The paper "Language Models are Injective and Hence Invertible" (GLADIA Research Lab, Sapienza University of Rome) claims that popular Transformer language models preserve input information without loss, making them mathematically invertible.
The authors first validated injectivity by feeding six representative models—GPT-2, Gemma-3, LLaMA-3.1, Mistral, Phi-4-mini, and TinyStories—with over 100,000 samples drawn from Wikipedia, C4, The Pile, and GitHub Python code. For each sample they extracted the final token's hidden state at every layer and computed Euclidean distances between all pairs. Any distance below 10⁻⁶ would indicate a collision. After more than five billion pairwise comparisons, the smallest distance remained far above the threshold, and even a stress test with over three trillion combinations of the ten most semantically similar inputs produced no collisions, confirming practical injectivity.
To test reversibility, the team introduced the SIPIT (Sequential Inverse Prompt via Iterative Updates) algorithm. Leveraging the causal structure of Transformers—where the hidden state at position t depends only on tokens 1…t—SIPIT iteratively reconstructs the input sequence from hidden states alone. Experiments showed SIPIT recovers the exact original text for both natural language and code data with 100% accuracy, operating in linear time and running significantly faster than brute‑force enumeration.

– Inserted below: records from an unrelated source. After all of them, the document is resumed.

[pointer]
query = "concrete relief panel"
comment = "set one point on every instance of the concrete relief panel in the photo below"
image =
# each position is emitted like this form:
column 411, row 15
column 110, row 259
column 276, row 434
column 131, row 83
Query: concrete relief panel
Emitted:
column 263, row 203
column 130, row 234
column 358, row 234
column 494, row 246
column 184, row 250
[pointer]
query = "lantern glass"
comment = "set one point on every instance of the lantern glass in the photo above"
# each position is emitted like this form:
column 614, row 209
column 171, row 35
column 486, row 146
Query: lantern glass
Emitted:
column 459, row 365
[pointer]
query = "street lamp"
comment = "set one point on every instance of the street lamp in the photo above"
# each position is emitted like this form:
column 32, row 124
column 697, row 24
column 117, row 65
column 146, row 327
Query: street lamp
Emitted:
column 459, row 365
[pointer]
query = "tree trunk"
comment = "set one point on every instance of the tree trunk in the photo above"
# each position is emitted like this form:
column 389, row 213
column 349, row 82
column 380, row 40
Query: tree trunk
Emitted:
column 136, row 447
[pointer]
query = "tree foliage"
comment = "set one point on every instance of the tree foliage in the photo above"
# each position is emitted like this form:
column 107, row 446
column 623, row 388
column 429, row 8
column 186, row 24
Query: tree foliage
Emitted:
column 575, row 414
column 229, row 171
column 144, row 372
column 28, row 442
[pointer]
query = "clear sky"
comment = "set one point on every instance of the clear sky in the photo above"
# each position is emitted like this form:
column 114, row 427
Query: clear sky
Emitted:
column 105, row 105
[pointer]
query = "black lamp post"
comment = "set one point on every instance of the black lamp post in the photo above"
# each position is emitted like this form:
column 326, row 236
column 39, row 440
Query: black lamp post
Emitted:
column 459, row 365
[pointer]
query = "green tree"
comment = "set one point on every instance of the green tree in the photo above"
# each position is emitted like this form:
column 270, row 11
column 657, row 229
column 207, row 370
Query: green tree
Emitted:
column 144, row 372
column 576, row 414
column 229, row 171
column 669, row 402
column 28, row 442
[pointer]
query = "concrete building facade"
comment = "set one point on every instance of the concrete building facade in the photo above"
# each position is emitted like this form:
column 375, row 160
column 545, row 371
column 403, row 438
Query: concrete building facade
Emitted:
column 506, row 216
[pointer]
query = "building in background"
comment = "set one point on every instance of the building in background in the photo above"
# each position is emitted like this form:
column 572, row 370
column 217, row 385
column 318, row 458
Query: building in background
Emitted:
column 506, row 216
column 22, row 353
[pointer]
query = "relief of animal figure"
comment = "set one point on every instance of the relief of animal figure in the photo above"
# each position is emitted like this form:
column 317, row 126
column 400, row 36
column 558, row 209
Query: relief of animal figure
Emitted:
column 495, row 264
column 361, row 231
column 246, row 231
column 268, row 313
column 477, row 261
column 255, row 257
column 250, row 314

The authors also provided a theoretical analysis of training dynamics, proving that both gradient descent and stochastic gradient descent constitute continuous, invertible transformations. Consequently, the models retain the injective property throughout training, from random initialization to convergence.
Beyond the technical contribution, the study highlights privacy implications: because hidden states can fully reconstruct inputs, storing or transmitting these activations may expose user data. The authors advise careful handling of internal activations and suggest that model compression or distillation techniques consider potential leakage.
While the results have sparked debate—some researchers argue that numerical approximations, quantization, and stochasticity in large‑scale models could break strict injectivity—the GLADIA team emphasizes that their goal is theoretical insight rather than providing a practical attack vector.